Instantaneous transfer of long and complex messages from almost any point on the earth's surface to almost any other point is now possible. Such advances in communication have allowed for a much higher level of interaction between distant places. The overall number of transactions across international boundaries in Western Europe rose from 14 million per day in 1979 to over 120 million by 1987.

Communication, like other forms of spatial interaction, requires an origin and a destination, with information transmitted between the two points. Communication flows can be categorized as individual communications or mass communications. Individual communication involves direct transmission of information between people. Examples include personal conversation, letters, and telephone calls. Mass communication involves the transmission of information from an origin to large numbers of recipients through established channels. Examples include newspapers and radio and television broadcasts.

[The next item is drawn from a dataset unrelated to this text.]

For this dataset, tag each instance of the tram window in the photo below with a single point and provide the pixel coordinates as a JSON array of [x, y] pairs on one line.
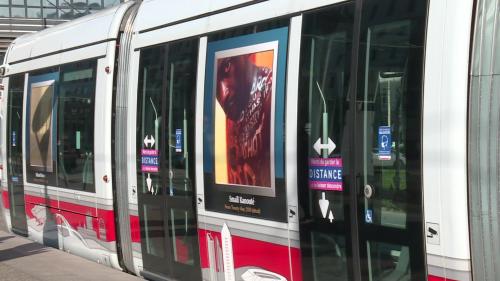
[[76, 126], [149, 120], [324, 79], [181, 77]]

In most cases, individual communication is interactive. The people involved exchange information, alternating in the roles of message sender and message recipient. By contrast, the information flow in mass communication is one way. Newspaper readers or television viewers cannot interact immediately with program executives, writers, or broadcasters in order to exchange information (although most communications media encourage delayed responses, such as published letters to newspaper editors).

The flow of information transmitted via mass communication is regulated by individuals who control access to communications institutions. Whether or not a particular news story is broadcast depends on the decisions of newspaper editors or television news program directors. Such individuals serve as gatekeepers. A gatekeeper is someone who controls access to information by selecting which items will be broadcast and which will not.

Of course, individuals act as gatekeepers in ordinary informal communications as well. Have you ever decided to withhold information from friends or authorities? Yet formal communications channels like newspapers, television stations, and radio stations hire individuals whose gatekeeper role is explicit.

Modern long-distance communication was inaugurated in the late Middle Ages following the invention of the printing press. Once books, newspapers, and other documents could be printed, information could be communicated to large numbers of people at different locations simultaneously.

Printing encouraged the development of literacy. Prior to the invention of the printing press, very few people were literate. The availability of printed documents stimulated demands for education. Universal education in reading and writing had become commonplace by the eighteenth century in Western societies. Today, nearly universal literacy in the developed countries has contributed to an explosion in the flow of printed information, although a substantial proportion of people else- where remain illiterate (Figure 9-19).

Figure 9-19 World Literacy Rates. The illiterate is excluded from the global exchange of the printed word. Literacy is nearly universal in developed countries, but many people in the less developed countries do not know how to read and write.